I can't believe we are thinking about this already. Originally I wanted to panel this whole wall in the same walnut colored oak veneer as the cabinets but it made the room too dark - it seems there is such a thing as too much wood after all - so we started to look at tiles. From left to right:Venis Dados Crema, Firenze Antracita and Trento Moka porcelain wall tiles all via Porcelanosa. A close-up of my two favorites:


Trento Moka - I'd use the silver grout to lighten contrast with the browns.


Firenze Ambar It comes in Nacar, Oceano and Antracita - all glass-look and a couple marble-look options -Carrara Blanco and Negro Marquina. Click to see all at this gorgeous Romanian site.

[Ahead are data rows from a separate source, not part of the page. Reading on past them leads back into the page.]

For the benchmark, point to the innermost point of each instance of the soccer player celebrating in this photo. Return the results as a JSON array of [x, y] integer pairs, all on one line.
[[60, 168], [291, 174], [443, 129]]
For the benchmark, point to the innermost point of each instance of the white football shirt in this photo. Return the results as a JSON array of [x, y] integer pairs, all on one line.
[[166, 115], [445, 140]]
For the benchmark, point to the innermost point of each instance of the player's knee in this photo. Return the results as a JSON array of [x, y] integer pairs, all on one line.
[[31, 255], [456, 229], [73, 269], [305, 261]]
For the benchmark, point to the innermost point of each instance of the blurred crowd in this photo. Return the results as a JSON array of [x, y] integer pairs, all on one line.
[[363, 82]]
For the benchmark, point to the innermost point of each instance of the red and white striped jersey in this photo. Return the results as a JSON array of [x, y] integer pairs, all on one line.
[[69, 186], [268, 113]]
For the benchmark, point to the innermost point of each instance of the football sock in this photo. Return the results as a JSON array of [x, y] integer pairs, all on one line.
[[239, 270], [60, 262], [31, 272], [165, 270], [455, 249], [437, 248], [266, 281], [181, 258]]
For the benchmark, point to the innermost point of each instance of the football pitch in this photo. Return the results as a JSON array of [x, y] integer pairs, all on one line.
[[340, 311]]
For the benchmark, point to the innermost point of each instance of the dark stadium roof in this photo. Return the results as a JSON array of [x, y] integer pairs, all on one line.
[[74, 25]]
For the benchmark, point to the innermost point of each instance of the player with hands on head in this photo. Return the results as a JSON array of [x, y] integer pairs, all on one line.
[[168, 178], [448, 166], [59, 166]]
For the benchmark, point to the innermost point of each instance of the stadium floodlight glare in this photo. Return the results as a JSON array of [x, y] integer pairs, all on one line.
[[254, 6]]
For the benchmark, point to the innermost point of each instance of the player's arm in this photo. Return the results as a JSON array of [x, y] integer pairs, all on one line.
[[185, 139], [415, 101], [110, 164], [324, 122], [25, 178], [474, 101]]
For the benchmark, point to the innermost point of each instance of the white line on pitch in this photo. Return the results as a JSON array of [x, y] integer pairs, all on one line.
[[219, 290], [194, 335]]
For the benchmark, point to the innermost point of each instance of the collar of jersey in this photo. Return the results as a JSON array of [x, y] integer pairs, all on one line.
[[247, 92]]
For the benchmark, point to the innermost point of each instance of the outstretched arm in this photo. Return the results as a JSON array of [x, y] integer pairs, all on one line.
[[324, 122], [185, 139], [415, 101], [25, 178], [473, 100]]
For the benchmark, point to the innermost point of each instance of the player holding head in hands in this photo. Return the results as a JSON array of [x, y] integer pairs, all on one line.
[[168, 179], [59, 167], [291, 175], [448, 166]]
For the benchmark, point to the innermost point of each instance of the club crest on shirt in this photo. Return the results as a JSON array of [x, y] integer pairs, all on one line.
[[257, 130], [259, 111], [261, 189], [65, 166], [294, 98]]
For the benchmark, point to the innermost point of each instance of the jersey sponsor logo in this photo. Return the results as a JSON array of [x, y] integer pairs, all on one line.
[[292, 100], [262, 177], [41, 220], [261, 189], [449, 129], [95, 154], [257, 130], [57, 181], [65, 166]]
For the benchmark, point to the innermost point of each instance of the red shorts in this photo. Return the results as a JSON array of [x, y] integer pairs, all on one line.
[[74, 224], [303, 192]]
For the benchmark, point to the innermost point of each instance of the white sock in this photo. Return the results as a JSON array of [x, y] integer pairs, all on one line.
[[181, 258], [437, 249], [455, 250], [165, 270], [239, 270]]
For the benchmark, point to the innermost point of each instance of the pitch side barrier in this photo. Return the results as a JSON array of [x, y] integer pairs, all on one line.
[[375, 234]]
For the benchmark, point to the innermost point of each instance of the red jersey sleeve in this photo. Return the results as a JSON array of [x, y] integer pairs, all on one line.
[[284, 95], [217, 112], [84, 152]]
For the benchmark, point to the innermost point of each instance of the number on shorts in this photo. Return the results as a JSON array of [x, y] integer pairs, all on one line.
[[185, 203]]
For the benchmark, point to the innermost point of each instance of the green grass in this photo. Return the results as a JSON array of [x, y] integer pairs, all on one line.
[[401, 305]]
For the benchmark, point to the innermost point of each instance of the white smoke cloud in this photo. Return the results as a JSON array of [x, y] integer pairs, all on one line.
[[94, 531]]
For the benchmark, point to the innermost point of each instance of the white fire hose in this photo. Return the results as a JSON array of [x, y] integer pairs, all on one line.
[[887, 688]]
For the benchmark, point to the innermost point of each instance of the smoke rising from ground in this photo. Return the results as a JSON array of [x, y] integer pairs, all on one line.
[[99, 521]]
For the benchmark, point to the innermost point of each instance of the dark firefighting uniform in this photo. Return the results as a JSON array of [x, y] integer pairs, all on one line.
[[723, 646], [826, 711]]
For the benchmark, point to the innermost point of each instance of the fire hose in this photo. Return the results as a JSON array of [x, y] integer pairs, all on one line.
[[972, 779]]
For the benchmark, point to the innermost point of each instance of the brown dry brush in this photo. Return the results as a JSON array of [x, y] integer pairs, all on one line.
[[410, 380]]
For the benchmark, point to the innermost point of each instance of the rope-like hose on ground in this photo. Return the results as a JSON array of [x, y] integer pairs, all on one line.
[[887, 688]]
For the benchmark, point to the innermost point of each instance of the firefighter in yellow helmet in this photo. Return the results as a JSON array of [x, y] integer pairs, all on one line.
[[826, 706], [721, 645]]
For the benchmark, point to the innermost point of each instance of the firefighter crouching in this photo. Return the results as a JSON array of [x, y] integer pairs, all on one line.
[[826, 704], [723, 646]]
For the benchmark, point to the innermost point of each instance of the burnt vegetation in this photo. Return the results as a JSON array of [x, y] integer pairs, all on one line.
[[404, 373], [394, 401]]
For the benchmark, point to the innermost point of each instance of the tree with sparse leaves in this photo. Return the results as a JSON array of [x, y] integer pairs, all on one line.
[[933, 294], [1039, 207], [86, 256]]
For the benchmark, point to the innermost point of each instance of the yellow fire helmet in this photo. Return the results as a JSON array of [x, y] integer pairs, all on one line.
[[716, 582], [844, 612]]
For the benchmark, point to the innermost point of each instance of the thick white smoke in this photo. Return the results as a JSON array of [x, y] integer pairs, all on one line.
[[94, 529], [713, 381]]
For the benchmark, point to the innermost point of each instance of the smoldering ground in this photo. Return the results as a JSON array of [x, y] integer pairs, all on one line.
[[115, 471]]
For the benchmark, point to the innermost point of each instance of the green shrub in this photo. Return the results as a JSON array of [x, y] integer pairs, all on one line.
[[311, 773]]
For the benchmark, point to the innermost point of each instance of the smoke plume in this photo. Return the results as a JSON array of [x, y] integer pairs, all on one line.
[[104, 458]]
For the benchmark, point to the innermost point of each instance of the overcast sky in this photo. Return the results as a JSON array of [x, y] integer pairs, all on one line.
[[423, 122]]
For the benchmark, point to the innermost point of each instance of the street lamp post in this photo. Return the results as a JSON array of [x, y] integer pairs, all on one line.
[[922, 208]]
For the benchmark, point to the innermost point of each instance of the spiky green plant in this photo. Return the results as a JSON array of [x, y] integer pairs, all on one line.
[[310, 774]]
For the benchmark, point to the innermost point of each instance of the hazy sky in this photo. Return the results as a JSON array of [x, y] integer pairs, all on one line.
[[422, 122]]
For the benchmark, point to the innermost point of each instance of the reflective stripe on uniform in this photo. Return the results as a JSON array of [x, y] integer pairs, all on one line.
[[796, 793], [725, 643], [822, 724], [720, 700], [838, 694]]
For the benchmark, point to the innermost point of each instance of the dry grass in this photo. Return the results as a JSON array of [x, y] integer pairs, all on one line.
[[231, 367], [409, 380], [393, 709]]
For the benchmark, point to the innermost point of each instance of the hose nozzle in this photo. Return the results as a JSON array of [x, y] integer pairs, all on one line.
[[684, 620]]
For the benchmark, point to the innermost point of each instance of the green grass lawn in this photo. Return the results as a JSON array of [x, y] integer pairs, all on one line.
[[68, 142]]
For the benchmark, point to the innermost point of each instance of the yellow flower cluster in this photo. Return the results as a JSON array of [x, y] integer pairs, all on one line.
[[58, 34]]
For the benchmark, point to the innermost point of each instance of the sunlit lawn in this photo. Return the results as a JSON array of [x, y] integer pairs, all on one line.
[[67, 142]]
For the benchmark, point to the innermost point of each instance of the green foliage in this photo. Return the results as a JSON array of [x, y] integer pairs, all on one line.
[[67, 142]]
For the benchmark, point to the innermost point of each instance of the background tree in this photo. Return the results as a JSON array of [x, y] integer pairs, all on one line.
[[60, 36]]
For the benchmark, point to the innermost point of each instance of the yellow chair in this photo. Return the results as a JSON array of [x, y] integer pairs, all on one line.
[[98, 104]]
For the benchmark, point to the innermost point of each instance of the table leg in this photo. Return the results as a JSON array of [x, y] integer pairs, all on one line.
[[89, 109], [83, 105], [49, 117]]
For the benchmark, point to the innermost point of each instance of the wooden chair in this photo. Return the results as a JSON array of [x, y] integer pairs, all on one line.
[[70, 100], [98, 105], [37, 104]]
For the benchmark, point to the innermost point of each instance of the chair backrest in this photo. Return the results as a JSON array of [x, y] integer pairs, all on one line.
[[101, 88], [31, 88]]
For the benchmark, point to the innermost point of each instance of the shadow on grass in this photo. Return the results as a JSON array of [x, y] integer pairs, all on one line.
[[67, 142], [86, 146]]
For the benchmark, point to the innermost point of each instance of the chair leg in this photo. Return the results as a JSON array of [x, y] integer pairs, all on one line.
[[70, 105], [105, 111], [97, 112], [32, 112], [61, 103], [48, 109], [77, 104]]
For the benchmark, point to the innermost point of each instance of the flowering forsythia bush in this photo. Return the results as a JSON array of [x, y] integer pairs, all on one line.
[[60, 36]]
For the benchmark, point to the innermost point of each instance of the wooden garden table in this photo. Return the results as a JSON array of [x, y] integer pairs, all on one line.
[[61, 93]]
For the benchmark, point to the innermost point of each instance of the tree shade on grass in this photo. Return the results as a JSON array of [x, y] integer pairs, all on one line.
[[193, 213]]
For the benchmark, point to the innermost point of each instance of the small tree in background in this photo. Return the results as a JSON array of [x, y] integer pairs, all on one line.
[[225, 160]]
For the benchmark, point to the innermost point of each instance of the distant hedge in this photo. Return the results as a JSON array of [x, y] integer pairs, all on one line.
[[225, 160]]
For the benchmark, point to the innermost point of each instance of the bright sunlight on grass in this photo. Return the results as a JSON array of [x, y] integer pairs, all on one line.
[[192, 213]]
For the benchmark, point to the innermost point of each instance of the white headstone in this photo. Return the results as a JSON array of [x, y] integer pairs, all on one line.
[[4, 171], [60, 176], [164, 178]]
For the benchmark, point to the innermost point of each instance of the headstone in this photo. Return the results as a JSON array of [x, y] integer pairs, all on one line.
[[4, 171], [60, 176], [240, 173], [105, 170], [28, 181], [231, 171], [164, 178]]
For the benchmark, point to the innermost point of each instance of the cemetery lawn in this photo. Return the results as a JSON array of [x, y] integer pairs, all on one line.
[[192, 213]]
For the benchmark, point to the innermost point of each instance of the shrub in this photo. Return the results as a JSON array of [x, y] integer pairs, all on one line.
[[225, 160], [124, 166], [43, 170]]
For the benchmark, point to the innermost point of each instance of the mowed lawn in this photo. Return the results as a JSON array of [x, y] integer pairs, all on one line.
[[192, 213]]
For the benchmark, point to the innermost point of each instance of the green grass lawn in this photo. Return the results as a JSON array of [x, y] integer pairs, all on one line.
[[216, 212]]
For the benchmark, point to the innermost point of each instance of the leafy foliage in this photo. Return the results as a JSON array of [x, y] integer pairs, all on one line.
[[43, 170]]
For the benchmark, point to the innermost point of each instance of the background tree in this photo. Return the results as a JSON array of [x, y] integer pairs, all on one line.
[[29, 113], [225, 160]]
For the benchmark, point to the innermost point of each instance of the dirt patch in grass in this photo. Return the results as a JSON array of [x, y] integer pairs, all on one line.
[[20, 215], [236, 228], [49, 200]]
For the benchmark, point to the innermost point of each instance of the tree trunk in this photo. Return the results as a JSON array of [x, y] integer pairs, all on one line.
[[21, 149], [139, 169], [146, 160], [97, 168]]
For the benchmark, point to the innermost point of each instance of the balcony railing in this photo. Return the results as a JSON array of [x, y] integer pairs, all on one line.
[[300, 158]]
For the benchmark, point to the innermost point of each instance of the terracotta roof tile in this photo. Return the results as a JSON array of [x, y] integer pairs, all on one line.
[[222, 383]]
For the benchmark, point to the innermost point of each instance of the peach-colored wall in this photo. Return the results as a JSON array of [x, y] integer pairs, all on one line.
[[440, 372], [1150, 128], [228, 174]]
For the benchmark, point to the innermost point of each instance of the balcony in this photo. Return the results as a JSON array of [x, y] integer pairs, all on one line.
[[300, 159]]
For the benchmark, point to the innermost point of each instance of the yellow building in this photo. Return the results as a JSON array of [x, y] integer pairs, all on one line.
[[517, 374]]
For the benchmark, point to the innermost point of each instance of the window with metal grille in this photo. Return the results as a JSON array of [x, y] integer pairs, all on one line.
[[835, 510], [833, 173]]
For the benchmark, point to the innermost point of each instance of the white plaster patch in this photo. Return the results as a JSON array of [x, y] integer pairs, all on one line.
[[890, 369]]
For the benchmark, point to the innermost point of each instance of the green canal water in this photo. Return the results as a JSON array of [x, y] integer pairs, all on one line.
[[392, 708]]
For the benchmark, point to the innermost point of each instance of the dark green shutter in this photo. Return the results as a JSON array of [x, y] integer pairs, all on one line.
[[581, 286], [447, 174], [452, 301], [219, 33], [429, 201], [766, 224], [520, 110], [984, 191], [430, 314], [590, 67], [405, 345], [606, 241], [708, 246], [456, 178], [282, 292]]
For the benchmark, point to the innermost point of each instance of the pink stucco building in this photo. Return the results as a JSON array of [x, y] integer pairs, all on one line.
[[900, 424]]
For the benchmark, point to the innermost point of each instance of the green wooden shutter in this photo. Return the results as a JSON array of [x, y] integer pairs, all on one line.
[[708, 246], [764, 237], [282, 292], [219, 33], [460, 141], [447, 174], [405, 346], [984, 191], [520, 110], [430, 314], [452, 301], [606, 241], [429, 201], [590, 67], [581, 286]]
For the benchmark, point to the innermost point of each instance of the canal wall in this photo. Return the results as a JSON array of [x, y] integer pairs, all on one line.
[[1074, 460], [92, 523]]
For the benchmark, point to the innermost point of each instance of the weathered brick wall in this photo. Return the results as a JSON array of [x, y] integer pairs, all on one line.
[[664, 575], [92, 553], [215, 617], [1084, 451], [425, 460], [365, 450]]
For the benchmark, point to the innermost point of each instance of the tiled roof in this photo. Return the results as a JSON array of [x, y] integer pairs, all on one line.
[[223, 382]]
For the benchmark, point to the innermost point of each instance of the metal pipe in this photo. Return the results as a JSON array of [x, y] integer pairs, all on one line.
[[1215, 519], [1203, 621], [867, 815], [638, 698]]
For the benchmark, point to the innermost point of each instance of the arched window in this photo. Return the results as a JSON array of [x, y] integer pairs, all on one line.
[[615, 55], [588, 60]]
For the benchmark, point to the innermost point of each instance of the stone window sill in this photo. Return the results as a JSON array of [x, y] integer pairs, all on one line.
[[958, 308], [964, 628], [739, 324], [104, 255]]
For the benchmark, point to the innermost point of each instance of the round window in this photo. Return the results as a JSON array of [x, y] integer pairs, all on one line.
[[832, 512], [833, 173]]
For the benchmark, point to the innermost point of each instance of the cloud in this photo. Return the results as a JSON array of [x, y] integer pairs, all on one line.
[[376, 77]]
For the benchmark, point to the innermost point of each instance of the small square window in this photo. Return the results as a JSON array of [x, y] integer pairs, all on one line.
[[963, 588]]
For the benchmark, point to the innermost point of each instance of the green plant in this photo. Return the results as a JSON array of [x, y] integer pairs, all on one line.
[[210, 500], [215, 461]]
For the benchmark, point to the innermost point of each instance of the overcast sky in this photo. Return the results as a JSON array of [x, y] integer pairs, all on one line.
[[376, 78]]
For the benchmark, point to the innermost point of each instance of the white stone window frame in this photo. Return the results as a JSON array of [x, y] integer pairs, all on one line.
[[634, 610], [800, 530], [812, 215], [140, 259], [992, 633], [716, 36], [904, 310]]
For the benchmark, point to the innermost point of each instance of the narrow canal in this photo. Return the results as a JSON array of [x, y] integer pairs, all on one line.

Similar glass mosaic tile Erin Adams' Facet by Ann Sacks.
Do any scream "gotta have that" at you?

A very important question


Chaos! Piled-up pillows and books everywhere. The paintings are stacked in the bedrooms, cartons of books line the walls of my office and the pretty pillows that decorated the big blue sectional so beautifully for six weeks (or less) are now piled up on the sofa in the master bedroom. All the tables, chairs and sofas from the kitchen, dining room and den are crowded into the great room where they'll be covered in plastic sheeting until the new floors have been sanded and sealed. My biggest problem is: Where do we put the red wine and liquor now that I've removed the bar?

Friday, June 11, 2010

Template Ready


Meanwhile back in the kitchen, the double wall oven and island range hood are installed and working


the cabinets are in, the electrics have been upgraded and we are awaiting the template guy to come measure for the Caesarstone countertops. It looks almost like a working kitchen again.